All games will be available on either BBC 1 or BBC 2 throughout the tournament.

How many times has the Rugby League World Cup taken place?

This is the 16th men's Rugby League World Cup to take place, with the first tournament taking place all the way back in 1954.

It was Great Britain who won the first edition of the competition, beating hosts France 16-12 at the Parc des Princes in Paris.

There have only been three different nations to have been crowned world champions, with 11-time winners Australia the dominant force.

Playing as a united Great Britain, GB won the title in 1954, 1960 and 1972, while New Zealand have got their hands on the trophy on one occasion in 2008.

Who are the favourites for the Rugby League World Cup?

Considering their impressive record in the competition, it's no surprise to see Australia as the heavy 3/10 favourites to make it 12 World Cup titles.

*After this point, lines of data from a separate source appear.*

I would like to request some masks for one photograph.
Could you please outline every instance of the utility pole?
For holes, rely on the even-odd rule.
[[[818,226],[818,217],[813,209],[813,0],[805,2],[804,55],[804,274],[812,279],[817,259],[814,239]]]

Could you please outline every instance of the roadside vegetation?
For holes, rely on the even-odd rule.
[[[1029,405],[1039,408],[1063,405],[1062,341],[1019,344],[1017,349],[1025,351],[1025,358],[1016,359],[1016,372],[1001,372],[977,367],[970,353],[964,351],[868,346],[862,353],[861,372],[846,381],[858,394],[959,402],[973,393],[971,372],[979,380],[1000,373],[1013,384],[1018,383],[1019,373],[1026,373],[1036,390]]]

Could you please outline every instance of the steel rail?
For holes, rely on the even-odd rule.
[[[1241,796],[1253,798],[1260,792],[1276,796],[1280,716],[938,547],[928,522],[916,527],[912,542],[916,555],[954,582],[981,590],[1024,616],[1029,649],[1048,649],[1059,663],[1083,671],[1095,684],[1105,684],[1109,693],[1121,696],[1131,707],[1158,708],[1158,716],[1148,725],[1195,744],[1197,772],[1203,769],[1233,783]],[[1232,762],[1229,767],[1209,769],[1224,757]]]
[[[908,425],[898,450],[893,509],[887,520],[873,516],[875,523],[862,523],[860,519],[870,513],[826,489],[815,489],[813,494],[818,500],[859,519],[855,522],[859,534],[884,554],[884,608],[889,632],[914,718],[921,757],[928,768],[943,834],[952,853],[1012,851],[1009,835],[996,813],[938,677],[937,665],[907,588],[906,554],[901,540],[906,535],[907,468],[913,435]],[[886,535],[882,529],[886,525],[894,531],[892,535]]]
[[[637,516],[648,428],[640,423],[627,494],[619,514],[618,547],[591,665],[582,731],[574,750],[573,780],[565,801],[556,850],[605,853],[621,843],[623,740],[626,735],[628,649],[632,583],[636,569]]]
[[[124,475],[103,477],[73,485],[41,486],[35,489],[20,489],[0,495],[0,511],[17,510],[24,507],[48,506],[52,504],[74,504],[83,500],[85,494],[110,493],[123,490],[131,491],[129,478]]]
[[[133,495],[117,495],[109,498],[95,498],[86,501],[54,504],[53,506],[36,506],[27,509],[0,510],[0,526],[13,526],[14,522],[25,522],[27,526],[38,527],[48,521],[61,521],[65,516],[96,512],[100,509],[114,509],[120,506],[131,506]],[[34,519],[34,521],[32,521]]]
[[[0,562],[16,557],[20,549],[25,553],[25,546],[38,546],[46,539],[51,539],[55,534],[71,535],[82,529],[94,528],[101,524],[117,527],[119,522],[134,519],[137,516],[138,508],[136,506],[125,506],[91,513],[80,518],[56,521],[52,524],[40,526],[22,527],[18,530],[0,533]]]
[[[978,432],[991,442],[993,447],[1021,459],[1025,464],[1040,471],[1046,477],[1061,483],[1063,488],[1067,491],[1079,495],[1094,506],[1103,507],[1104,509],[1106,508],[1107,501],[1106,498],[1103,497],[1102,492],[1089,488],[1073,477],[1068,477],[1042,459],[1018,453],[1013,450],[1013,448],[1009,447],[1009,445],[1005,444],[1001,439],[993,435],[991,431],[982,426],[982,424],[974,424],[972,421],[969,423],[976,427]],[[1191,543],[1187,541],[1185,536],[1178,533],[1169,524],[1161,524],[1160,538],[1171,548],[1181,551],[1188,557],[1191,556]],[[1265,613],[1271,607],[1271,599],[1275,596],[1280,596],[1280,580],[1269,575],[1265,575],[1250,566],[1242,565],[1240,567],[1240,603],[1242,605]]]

With experienced head coach Mel Meninga at the helm, the Kangaroos will take some stopping and are expected to cruise through Group B against the likes of Fiji, Scotland and Italy.

Hosts England are second favourites at 6/1 and will be hoping they can finally get over the line in the competition this year.

England have been losing finalists on three occasions in 1975, 1995 and 2017 with old rivals Australia coming out on top each time.

In a drab final back in 2017, it was the Kangaroos who managed to edge the final 6-0 at Lang Park in Brisbane.

Former Wigan Warriors head coach Shaun Wane has been tasked with leading his country into this tournament, with England facing Samoa, France and Greece in Group A.

Third favourites for the title at 13/2, New Zealand will also be looking to know their neighbours Australia off their perch.

The Kiwis have featured in three of the last four World Cup finals and Australian coach Michael Maguire will look to put his Aussie loyalties aside as the men in black hope to land a second world title.

Outside of the big three of Australia, New Zealand and England, it's the Pacific Island nations that will harbour hopes of causing a major upset.

The Kiwis, like their fellow title contenders, have a group that should not cause them too many problems.

Lebanon, Jamaica and Ireland look set to be the ones to battle it out between them for second place in the Group C standings.

With explosive and skillful players, the likes of Samoa, Tonga and Fiji have the ability to cause any team problems on their day.

Papua New Guinea have also caused shocks in the past and are interesting outsiders at 80/1 for the trophy.